Ours is a world filled with real horrors. The photograph of that Syrian boy’s drowned body washed up on a beach shocked pretty much everyone in the West. Other photos of the ravages of war in Syria or Congo, stories of child soldiers and child sex trafficking, stories of racial and religious violence, photographs of the ravages of poverty and the social pathologies it breeds: these are the stuff of our day-to-day nightmares. The problem, however, is there seems to be little any one of us – or perhaps most frightening all of us together – can do. The combination of the medium and the relentlessness of tales of real horror people all over the world overwhelm even our ability to empathize.
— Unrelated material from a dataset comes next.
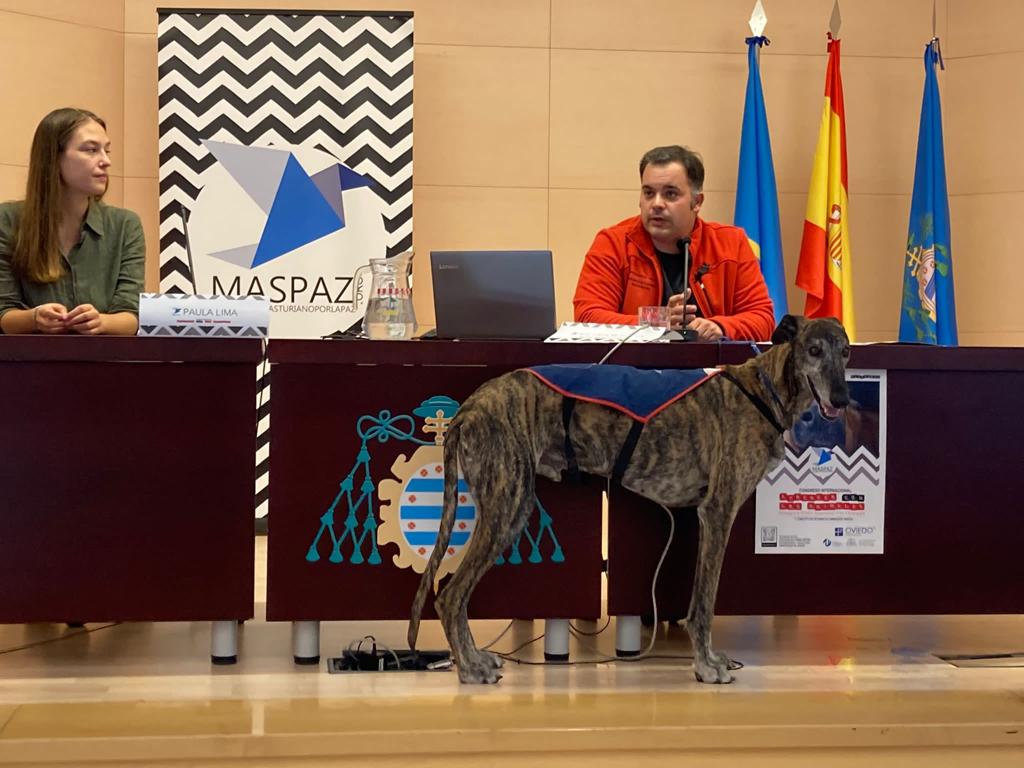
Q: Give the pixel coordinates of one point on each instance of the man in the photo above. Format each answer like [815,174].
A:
[638,261]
We allow ourselves to be numb to real human suffering as an antidote to the fear of paralyzing inaction that comes with yet another horror story.

Those fears don’t go away. They take root, fester in our minds, and escape in age-old images of the vampire, the creature that comes in the night first to terrify then devour, the living dead seeking revenge upon the living, and of course the total loss of self or a moral center that comes with demonic possession. We share these stories with one another in order to deal with fears we know have no basis in reality because the attempt to address things that truly frighten us would leave us paralyzed with fear. Horror and its attendant images are healthy ways for us to relieve our frustrations, resolve things we believe can we can resolve.
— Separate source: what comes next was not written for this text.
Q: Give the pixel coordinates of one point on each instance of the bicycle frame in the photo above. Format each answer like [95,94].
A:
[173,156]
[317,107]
We shouldn’t forget the fun factor. Few things are more fun than sitting in a darkened room, all alone, watching a horror movie. The mild adrenaline rush, the perked-up fight-or-flight instinct, the jump scare that releases tension in our bodies, the final reveal of whatever it might be that terrorizes the characters (and us, vicariously), gives us the opportunity both to be shocked and to wipe our brow and think, Oh, it’s only_______It could have been a !!!!!!! which would have been much worse. When the movie’s over, we watch the credit’s roll, reminding us just how false were all those images and sounds; the real world snaps back in place; there is, when horror movies are really well done (which is rare), that aftertaste of being ill-at-ease, a moment or image from the movie lingering in our thoughts. I saw the 1970’s remake of Invasion of the Body Snatchers when it was released. I thought the movie was OK, right up until the image of the pods and the pod-people, and what the pod people were doing, came around. I started to get scared, which allowed me to move in to and with the film right up until the final moment when Donald Sutherland points and emits that terrifying scream that shows he has become one of the pod people. I didn’t sleep well that night. At all.
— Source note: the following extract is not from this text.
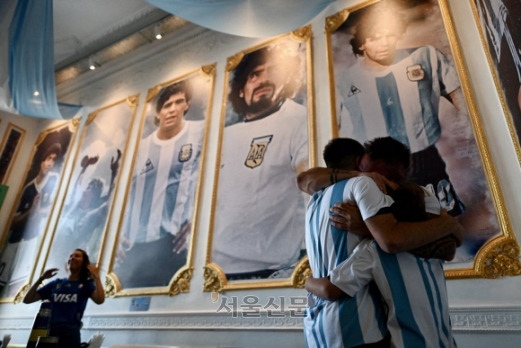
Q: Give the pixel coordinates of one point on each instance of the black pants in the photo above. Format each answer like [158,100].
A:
[67,338]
Being afraid is normal. It’s our body’s way of telling us, Get the hell out of here before you die! In a society whose middle-class has become a cloying bubble eager only to protect itself not only from extraordinary (and therefore rare) dangers but the everyday threats and even struggles that actually help us become functioning members of society, the odd couple hours spent screaming about devils and monsters is a good way to remind ourselves there are still very real things out there that threaten us. There are real things of which we ought to be afraid; facing fanciful fears wearing masks of monsters and creatures that cannot be helps us understand that we must face our monsters. Sometimes the monsters are too much and lots of people are hurt. On the other hand, in the best horror films, no matter the cost the creature from the dark is defeated.

Pushing the boundaries of what people consider frightening – not to say in bad taste – at this time of year is a good and healthy way of reminding us sheltered middle class white folk there really are things out there ready and willing to kill us; worse, there are threats to our psychological integrity, thing that would render us mad long before we were offered the solace of death. We are much in need of reminding that the monsters and images may be no more real than a child’s fantasy, but the need for fear and caution against the truly terrifying is all too real.